A Protease-initiated Model of Wound Detection
O'Connor, James Thomas
0000-0003-2642-1594
:
2022-02-16
Abstract
When an organism is injured, the damaged tissue recognizes the presence and severity of the wound and rapidly responds to repair the injury and restore proper tissue functionality. But how do cells first detect the presence of a wound? In epithelial cells, the earliest known wound response, occurring within seconds, is a dramatic increase in cytosolic calcium. After wounding in Drosophila pupae, two mechanistically distinct calcium responses are observed. Extracellular calcium rushes into damaged cells within seconds, before diffusing the neighboring cells through gap junctions. Then, about one minute after wounding, distal cells far from the wound begin to have an increase in cytosolic calcium through an independent mechanism.
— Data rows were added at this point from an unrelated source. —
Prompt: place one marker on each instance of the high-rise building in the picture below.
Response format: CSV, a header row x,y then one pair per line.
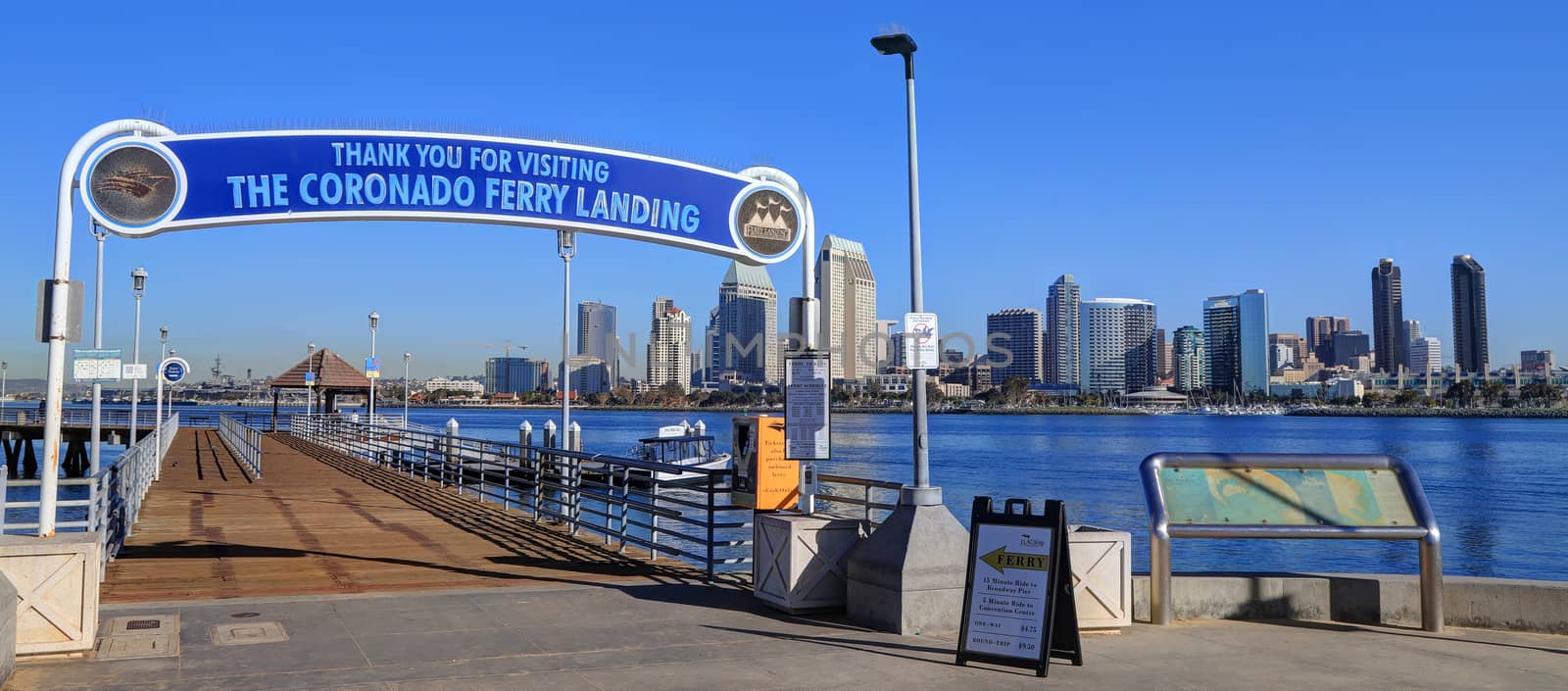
x,y
1426,355
1350,343
849,308
1388,317
1013,345
598,337
747,324
1411,334
1162,356
1321,335
1118,348
1291,343
1470,316
1539,363
514,374
1188,356
668,345
886,355
1236,342
1060,363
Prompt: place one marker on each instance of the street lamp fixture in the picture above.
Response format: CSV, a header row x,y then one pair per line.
x,y
138,284
370,406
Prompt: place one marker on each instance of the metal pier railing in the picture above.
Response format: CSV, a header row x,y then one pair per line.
x,y
107,503
624,500
243,441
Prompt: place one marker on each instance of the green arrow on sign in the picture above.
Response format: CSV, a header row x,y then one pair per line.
x,y
1001,560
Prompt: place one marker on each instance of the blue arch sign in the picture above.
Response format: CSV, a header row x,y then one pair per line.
x,y
140,185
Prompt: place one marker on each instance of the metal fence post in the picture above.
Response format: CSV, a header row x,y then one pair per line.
x,y
454,453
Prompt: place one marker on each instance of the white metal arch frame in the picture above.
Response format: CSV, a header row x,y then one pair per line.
x,y
802,309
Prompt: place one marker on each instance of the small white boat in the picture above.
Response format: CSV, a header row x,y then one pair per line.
x,y
679,445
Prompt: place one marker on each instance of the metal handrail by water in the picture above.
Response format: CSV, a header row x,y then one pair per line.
x,y
619,499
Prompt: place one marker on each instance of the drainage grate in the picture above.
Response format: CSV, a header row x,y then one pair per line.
x,y
248,633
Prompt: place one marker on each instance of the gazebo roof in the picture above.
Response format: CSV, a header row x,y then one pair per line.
x,y
331,371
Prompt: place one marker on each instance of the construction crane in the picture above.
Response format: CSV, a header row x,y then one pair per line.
x,y
506,347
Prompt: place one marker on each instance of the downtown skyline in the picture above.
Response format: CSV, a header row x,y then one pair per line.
x,y
1291,188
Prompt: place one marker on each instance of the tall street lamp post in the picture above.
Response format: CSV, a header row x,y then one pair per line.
x,y
566,248
908,577
310,379
922,494
370,408
138,282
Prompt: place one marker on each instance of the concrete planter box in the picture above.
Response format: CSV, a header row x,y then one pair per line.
x,y
802,562
57,591
1102,575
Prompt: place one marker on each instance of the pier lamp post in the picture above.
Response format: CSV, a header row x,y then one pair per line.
x,y
566,248
138,284
98,342
908,575
310,386
922,494
370,408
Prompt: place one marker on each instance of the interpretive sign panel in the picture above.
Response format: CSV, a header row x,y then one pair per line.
x,y
807,426
96,366
174,370
921,340
1341,497
151,185
1018,597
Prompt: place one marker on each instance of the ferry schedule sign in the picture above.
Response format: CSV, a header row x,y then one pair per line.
x,y
1018,596
138,187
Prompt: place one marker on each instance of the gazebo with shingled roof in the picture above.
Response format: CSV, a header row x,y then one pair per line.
x,y
333,376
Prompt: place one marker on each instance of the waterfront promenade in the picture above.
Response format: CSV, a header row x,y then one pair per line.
x,y
321,523
687,636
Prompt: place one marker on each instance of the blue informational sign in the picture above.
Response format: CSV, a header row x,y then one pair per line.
x,y
174,371
151,185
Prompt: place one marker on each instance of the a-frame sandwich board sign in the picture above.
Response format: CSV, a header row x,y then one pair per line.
x,y
1018,596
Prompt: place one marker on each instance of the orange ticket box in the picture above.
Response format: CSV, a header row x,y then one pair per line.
x,y
764,478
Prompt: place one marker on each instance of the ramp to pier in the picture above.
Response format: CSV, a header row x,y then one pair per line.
x,y
326,523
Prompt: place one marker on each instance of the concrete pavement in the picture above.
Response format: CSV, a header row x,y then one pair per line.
x,y
692,636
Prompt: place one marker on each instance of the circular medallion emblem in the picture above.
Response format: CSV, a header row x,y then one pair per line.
x,y
132,185
767,222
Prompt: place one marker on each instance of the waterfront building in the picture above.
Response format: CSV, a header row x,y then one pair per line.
x,y
1468,280
1321,335
1060,359
1162,356
1013,345
514,374
1236,340
847,311
1426,355
1388,317
745,326
1541,363
1118,348
668,345
886,353
598,337
444,384
1294,347
1189,356
590,374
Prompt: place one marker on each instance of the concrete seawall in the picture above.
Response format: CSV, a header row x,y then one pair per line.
x,y
1509,604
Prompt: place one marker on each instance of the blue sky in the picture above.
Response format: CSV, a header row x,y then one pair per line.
x,y
1154,151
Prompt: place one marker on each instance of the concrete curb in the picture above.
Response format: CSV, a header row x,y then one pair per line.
x,y
1509,604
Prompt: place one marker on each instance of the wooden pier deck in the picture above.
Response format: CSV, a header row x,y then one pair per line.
x,y
326,523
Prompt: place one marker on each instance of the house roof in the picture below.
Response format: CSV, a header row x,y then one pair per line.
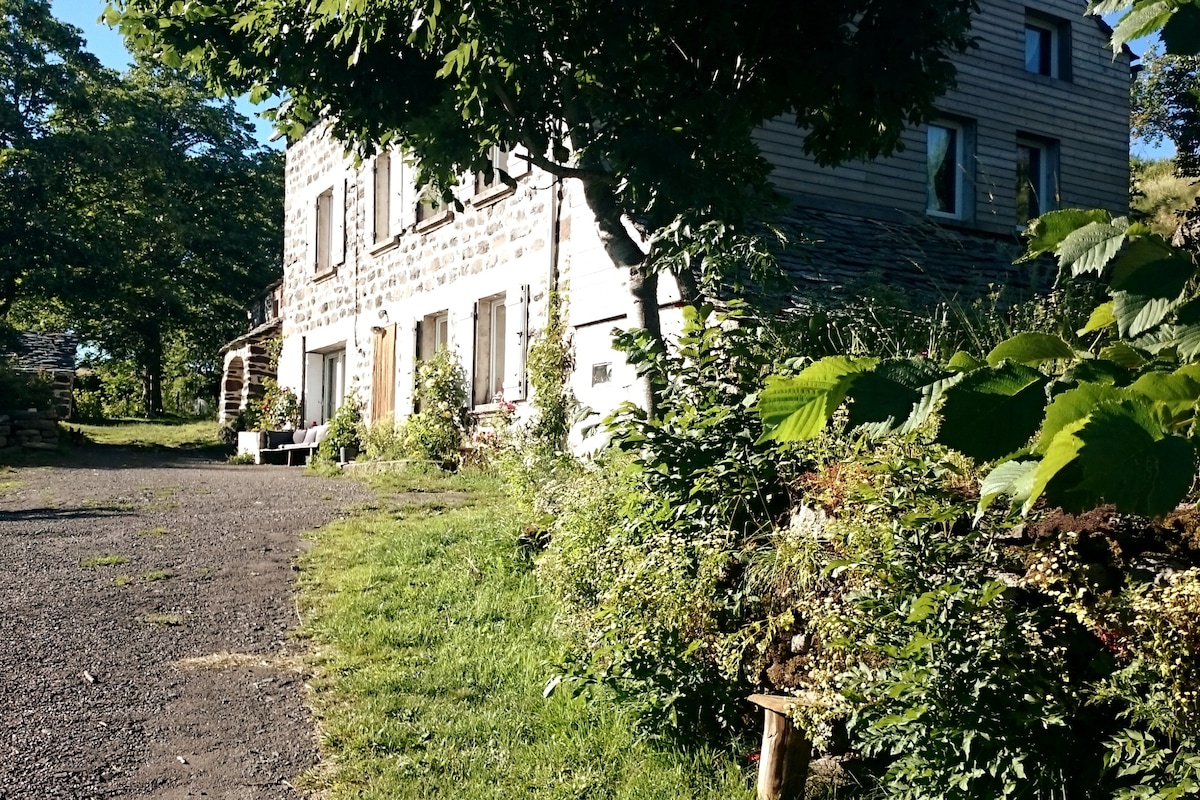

This dissertation presents evidence that wounds in Drosophila epithelia trigger a cytosolic calcium increase by activating extracellular cytokines, Growth-blocking peptides (Gbps), which initiate signaling in surrounding epithelial cells through the G-protein coupled receptor, Methuselah-like 10 (Mthl10). Latent Gbps are present in unwounded tissue and are activated by proteolytic cleavage. Further, multiple different protease families can activate Gbps in imaginal wing discs suggesting Gbps act as a generalized protease-detector system. In this way, this project has characterized a protease-initiated wound detection system, whereby proteases released during wound-induced cell lysis serve as the instructive signal, activating Gbp ligands, which bind to Mthl10 receptors on epithelial cells distal from the wound to elicit an increase in cytosolic calcium that initiates cellular wound responses.